Monday, January 10, 2011

Monday Meanderings on Church and Leadership II

Within a couple minutes, I read all these blog posts by Seth Godin. As far as I know, Godin has little to know affiliation with church. But he weighs in on leadership in some pretty compelling ways. These were timely for me:

Insurgents and incumbents
Incumbents compromise to please the committee and bend over backwards to defend the status quo.
Insurgents have the ability to work without a committee and to destroy the status quo.
The game is stacked in favor of the insurgents, except--
They're under pressure from boards, investors and neighbors to act like incumbents.
It takes guts to be an insurgent, and even though the asymmetrical nature of challenging the status quo is in their favor, often we find we're short on guts. ... and then the incumbents prevail.

That's not the way we do things about here
Please don't underestimate how powerful this sentence is.
When you say this to a colleague, a new hire, a student or a freelancer, you've established a powerful norm, one that they will be hesitant to challenge.
This might be exactly what you were hoping for, but if your goal is to encourage innovation, you blew it.

Making meetings more expensive
...might actually make them cost less.


What would happen if your organization hired a meeting fairie?

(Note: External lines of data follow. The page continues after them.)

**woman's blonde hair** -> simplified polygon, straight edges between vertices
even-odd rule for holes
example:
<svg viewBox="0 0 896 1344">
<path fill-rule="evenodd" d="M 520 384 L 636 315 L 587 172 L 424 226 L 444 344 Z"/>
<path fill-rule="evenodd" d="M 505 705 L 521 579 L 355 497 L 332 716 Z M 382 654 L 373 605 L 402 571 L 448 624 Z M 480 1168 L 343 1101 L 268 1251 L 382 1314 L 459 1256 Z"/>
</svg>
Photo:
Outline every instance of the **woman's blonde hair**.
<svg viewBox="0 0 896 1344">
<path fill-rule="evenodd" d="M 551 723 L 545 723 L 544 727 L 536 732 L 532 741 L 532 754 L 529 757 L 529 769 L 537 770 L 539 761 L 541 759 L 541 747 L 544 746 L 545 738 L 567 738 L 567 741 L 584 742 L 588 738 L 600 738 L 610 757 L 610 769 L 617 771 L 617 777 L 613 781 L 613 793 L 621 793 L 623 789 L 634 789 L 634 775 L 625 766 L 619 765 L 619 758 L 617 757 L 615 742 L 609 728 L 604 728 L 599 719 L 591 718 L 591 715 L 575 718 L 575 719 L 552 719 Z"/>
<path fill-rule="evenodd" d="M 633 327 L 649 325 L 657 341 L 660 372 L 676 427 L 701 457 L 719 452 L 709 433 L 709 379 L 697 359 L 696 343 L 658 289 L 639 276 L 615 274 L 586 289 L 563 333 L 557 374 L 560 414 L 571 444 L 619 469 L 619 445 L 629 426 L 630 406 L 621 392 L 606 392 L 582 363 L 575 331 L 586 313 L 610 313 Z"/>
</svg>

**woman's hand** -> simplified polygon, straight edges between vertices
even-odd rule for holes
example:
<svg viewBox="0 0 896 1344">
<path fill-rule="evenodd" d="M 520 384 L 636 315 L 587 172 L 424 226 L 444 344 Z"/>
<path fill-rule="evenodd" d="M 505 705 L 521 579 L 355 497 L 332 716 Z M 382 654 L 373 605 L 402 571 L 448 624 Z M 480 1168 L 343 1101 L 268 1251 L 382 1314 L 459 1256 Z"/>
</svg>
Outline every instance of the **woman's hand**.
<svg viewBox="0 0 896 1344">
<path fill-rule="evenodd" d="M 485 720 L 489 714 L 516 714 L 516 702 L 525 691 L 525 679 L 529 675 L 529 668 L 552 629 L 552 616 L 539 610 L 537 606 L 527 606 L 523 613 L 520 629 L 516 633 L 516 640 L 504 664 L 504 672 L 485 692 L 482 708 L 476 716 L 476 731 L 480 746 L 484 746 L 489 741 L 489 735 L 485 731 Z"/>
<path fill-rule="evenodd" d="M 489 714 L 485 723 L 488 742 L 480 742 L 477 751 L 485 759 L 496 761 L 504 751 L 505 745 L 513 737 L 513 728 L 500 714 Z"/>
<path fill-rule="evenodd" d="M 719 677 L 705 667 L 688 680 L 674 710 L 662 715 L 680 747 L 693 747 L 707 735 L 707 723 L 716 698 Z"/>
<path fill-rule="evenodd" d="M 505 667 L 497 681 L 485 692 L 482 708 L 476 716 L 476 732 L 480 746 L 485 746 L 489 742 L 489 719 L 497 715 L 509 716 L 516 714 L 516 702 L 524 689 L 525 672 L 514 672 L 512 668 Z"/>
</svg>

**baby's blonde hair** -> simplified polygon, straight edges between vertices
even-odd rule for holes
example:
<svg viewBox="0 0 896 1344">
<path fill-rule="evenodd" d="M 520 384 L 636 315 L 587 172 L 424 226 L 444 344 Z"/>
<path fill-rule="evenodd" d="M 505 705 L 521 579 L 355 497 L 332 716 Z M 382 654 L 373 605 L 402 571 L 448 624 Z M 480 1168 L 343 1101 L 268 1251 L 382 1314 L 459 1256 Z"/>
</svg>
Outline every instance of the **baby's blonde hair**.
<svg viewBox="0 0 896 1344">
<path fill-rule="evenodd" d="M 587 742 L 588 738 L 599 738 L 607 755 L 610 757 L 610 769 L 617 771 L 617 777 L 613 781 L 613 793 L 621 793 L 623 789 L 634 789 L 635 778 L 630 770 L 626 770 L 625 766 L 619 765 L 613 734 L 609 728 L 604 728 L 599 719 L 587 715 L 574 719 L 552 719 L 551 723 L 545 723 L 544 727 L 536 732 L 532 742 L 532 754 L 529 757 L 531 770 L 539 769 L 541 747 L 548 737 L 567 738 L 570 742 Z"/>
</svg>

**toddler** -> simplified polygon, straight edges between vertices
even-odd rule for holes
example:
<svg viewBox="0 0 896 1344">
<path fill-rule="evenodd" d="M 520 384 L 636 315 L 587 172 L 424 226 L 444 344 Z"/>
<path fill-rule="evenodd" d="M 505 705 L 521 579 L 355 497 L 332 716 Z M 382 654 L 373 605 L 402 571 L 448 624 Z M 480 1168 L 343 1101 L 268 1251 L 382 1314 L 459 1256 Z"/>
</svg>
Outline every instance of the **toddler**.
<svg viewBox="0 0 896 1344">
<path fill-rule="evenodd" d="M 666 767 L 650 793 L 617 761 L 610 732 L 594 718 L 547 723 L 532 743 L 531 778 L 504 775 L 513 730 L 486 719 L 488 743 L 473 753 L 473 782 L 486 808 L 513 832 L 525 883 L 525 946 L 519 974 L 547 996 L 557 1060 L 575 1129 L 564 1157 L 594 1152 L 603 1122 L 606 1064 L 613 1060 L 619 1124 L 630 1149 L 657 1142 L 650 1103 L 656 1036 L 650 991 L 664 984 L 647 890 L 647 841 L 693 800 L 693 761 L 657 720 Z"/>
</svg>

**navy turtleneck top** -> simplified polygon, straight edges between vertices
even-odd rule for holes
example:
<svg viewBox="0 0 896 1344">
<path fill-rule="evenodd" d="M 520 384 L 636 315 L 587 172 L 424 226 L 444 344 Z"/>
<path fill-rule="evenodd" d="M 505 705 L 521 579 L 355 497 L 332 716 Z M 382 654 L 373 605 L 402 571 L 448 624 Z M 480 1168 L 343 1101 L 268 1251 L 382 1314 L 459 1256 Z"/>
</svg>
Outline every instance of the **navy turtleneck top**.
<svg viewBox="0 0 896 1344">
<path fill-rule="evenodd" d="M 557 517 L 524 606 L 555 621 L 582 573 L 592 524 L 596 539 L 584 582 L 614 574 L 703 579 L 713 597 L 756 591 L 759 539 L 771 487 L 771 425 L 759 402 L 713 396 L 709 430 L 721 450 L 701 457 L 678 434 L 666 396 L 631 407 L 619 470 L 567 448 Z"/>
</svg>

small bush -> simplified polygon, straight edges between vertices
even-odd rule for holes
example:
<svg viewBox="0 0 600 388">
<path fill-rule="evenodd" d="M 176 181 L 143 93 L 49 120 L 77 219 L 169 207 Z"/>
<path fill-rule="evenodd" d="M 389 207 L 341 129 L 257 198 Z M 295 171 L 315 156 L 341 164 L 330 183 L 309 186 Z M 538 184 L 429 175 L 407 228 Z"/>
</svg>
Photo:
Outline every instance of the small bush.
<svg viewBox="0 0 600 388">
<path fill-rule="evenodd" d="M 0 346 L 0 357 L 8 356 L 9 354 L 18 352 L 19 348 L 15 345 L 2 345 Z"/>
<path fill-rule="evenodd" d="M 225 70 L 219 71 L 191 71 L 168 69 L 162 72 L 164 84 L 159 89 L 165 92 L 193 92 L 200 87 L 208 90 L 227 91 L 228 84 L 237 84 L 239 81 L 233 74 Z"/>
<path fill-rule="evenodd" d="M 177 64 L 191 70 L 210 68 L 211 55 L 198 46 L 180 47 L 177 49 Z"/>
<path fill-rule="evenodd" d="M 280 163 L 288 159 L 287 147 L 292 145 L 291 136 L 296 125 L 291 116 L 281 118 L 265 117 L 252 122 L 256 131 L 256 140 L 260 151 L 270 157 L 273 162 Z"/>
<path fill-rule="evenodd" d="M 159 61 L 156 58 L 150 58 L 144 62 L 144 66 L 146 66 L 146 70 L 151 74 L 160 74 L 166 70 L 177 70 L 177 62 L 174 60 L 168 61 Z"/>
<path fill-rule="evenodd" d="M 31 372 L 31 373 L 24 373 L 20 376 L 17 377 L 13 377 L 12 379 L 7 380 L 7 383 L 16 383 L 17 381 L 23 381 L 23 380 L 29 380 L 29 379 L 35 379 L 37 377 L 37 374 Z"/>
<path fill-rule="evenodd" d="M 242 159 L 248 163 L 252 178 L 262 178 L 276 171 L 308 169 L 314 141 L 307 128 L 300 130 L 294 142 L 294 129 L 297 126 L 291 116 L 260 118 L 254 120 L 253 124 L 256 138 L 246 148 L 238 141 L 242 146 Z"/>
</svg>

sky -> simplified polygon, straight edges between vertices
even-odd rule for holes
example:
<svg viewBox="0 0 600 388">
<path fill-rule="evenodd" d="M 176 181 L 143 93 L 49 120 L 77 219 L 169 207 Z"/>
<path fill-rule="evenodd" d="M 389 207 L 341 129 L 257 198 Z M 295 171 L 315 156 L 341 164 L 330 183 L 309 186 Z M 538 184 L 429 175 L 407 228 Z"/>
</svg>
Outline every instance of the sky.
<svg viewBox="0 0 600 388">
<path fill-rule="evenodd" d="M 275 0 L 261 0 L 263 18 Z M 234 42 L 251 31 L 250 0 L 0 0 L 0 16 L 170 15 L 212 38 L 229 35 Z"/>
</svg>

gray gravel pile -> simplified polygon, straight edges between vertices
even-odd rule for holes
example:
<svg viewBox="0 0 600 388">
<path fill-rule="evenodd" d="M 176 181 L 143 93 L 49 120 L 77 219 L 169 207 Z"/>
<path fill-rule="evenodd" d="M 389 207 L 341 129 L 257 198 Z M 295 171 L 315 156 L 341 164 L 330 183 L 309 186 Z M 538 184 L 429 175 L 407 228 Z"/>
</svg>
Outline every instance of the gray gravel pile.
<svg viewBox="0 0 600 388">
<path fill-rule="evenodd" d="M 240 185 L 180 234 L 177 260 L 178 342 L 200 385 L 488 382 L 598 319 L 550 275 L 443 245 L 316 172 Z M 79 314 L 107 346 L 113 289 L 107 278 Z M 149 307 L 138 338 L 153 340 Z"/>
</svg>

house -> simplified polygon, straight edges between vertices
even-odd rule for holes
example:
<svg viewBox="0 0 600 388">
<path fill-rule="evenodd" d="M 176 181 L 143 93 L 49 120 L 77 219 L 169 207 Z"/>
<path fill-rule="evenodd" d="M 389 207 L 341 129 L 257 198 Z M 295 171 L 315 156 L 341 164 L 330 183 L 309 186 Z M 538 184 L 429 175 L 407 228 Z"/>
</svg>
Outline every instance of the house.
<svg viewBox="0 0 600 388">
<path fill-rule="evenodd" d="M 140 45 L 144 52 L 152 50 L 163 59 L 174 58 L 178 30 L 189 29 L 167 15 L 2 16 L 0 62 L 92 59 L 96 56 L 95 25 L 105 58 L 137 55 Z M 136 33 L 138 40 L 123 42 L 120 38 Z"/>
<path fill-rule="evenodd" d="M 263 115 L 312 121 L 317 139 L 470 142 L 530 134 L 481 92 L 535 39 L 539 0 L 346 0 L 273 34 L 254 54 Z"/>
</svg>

The fairie's job would be to ensure that meetings were short, efficient and effective. He would focus on:

•Getting precisely the right people invited, but no others.
•Making the meeting start right on time.
•Scheduling meetings so that they don't end when Outlook says they should, but so that they end when they need to.
•Ensuring that every meeting has a clearly defined purpose, and accomplishes that purpose, then ends.
•Welcoming guests appropriately. If you are hosting someone, the fairie makes sure the guest has adequate directions, a place to productively wait before the meeting starts, access to the internet, something to drink, biographies of who else will be in the room and a clear understanding of the goals of the meeting.
•Managing the flow of information, including agendas and Powerpoints. This includes eliminating the last minute running around looking for a VGA cable or a monitor that works. The fairie would make sure that everyone left with a copy of whatever they needed.
•Issuing a follow up memo to everyone who attended the meeting, clearly delineating who came and what was decided.
If you do all this, every time you call a meeting it's going to cost more to organize. Which means you'll call fewer meetings, those meetings will be shorter and more efficient. And in the long run, you'll waste less time and get more done.

So which hits home? Insurgents/Sacred Cows or Meaningful Meetings?

1 comment:

Wood said...

Meaningful meetings. Ive been in many meetings where no Agenda exists, and we flounder along, which makes wanting to go to another meeting on that topic a huge pain. Meeting just to meet is something that happens alot in my business world unfortunately, and Ive also had some of those in the church world. While the idea of a meeting fairy is nice, shouldnt that be the job of whoever set the meeting up? If its important enough to have the meeting, set it up right so we all can do what needs to be done, and move on. Maybe then those people who have meetings just to have them would think twice about scheduling them.